German language area

In the German language indicates a Fellow belonging to a scientific institution or guest of honor member whose research activity at least partially from this alimented is, however, which has no employment or contractual relationship with it. One example is the Wissenschaftskolleg zu Berlin , which has been inviting around 40 fellows annually since 1981. Fellows also differ from professors in that they are generally exempt from teaching and are hardly subject to institutional goals and constraints with regard to the scope, content and results of their research work.

English speaking area

The term has its origins in the English-speaking world, from which it was adopted in the course of the politically desired internationalization of European science (see also Bologna Process ).

University operations

In British academic parlance, a fellow means a scholar who is funded by a college or university for the purpose of research and / or teaching . However, not all of these people actually hold the title of "Fellow" and it is difficult to be precise about the use of this title. In the newer universities, research grants, which are almost always interim positions, are awarded to those who have completed a doctorate . (Younger graduates are usually appointed research assistants ; academics with permanent salaries are often appointed lecturers .)

In the older UK universities, many Fellows have pastoral responsibilities for the students in their universities. For example, at Cambridge University, Fellows are among the oldest academic staff in college. They are not only responsible for teaching, research and the pastoral care of the students; they also form a council to assist the Masters (or equivalent, e.g. the director of Homerton College, Cambridge ).

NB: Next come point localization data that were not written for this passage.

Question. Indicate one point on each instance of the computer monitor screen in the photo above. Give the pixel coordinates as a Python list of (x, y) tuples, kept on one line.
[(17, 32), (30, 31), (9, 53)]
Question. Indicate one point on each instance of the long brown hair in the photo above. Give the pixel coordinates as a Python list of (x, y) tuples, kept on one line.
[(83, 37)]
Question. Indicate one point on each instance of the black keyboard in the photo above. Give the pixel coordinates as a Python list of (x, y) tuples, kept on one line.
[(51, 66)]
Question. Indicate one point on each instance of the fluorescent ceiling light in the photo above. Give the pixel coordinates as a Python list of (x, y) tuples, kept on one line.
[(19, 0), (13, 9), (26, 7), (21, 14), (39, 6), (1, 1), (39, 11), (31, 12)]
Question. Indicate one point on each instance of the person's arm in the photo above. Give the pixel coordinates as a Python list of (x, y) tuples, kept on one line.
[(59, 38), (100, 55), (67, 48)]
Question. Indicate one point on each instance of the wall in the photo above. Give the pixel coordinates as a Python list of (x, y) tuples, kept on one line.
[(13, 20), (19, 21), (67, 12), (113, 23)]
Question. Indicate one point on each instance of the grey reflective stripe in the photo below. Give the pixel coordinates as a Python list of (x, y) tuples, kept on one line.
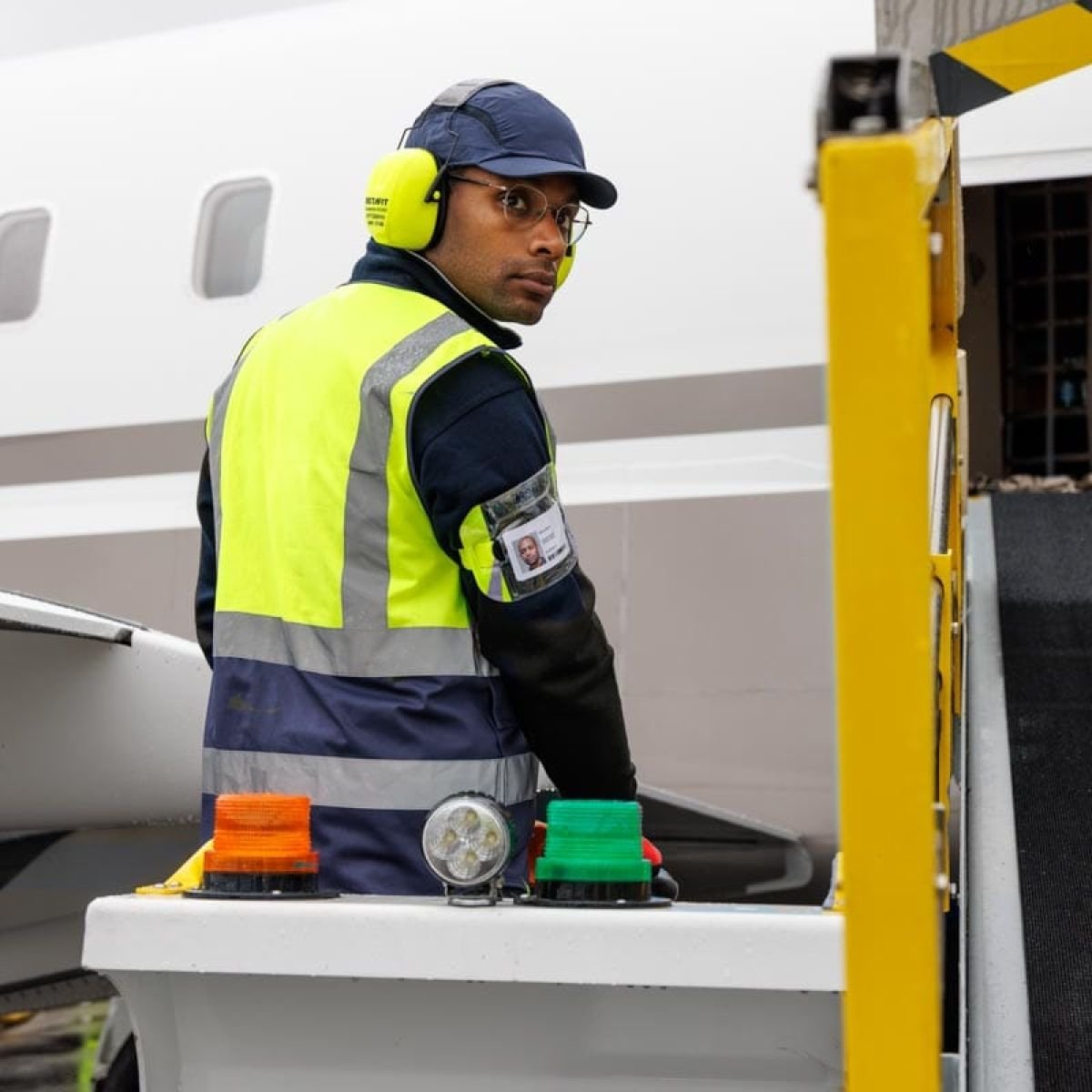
[(383, 784), (366, 574), (219, 402), (354, 653)]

The term fellow is also used for elected members of British learned societies. These also lead it as an addition to the name , e.g. E.g .: Sir Alec Jeffreys FRS ( Fellow of the Royal Society ). Other fellows in this area are Fellow of the British Academy (FBA), Fellow of Imperial College (FIC), Fellow of the Academy of Medical Sciences (FMedSci) and Fellow of the Royal Academy of Engineering (FREng).

Scientific communities and companies

The term fellow can also mean scholarship holder . Here, too, the term is usually used for “advanced” or experienced professionals - in contrast to schoolchildren or bachelor students. Most of the time the term Fellow  - or derived from it Fellowship - is used in an academic context (e.g. Fulbright Fellow ). However, it can also be independent of this (e.g. Guggenheim Fellowship , which is also awarded to artists). This designation can be found primarily in scientific societies such as the American Physical Society (APS Fellow), the Optical Society of America (OSA Fellow) or the Institute of Electrical and Electronics Engineers ( IEEE Fellow ).

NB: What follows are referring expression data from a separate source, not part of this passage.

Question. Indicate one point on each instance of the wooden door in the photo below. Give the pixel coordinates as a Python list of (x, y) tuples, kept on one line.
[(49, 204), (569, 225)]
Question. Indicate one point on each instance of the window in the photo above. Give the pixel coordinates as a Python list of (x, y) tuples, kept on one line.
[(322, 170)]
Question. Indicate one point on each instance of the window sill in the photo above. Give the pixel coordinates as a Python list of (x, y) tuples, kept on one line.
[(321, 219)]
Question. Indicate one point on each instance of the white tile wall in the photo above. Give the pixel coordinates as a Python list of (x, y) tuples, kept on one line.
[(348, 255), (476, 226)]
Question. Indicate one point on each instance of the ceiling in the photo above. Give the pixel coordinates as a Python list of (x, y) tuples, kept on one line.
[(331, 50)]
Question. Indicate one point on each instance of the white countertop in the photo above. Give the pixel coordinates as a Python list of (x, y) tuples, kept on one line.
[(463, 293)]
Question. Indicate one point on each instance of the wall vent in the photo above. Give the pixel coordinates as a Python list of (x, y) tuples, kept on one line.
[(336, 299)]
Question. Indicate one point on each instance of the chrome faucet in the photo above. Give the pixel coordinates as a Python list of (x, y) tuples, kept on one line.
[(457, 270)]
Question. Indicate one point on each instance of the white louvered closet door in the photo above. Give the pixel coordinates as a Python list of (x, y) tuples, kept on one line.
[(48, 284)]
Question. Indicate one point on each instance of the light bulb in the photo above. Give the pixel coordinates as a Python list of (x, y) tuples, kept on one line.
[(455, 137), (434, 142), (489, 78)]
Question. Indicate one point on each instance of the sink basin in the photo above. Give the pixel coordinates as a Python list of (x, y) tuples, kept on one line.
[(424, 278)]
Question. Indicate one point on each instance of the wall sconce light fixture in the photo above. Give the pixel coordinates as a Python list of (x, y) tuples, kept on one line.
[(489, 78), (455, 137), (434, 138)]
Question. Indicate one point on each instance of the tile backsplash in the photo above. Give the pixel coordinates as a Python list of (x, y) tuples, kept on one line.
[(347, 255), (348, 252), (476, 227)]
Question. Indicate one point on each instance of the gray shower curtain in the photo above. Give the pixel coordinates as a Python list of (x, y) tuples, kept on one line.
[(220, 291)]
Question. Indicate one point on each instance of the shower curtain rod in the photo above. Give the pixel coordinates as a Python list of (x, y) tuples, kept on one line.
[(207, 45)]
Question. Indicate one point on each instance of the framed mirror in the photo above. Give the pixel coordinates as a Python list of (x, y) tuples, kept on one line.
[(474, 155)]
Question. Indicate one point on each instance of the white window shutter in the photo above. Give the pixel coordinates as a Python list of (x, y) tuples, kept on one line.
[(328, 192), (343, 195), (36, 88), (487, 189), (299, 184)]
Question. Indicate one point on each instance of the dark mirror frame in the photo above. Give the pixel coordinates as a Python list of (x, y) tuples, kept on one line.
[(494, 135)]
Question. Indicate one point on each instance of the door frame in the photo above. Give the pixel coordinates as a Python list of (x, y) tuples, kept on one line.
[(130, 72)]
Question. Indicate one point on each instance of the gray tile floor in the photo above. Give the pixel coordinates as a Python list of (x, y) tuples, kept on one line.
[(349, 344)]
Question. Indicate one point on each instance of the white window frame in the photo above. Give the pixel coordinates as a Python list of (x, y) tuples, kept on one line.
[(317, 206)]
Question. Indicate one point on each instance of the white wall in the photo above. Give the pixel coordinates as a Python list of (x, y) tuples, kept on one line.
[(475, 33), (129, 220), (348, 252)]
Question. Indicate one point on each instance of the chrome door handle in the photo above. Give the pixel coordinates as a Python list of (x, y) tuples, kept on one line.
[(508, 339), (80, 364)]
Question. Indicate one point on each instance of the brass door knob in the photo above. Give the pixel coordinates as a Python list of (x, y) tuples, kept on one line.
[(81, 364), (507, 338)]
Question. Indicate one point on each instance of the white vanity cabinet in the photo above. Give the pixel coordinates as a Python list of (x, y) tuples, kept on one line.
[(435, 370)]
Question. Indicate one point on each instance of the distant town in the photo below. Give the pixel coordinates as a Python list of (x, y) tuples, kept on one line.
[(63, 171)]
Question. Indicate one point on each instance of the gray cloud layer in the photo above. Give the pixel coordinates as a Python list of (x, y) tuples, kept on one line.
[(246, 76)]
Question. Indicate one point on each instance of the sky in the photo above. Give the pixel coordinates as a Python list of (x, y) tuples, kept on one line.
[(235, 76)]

Analogous to these companies, larger companies also use the title Fellow, for example Bell Labs (Bell Labs Fellow), Boston Scientific (Boston Scientific Fellow), IBM ( IBM Fellow ) or Intel (Intel Fellow). This title generally corresponds to the highest achievable position in a technical career, i.e. an activity in research and development, and can only be achieved after many years of service in the company. Sometimes these academic staff can "temporarily determine their research tasks independently and regardless of commercial company interests".

Another example is the International Atomic Energy Agency , in which visiting scientists from the member states are called “Fellows” and receive payments from the IAEA for the duration of their stay.

Web links

Wiktionary: Fellow  - explanations of meanings, word origins, synonyms, translations

Individual evidence

  1. a b Broder Carstensen , Ulrich Busse: Anglicisms Dictionary. Volume 1: A - E. Walter de Gruyter, Berlin 2001, ISBN 3-11-017169-4 , p. 475, ( limited preview in the Google book search).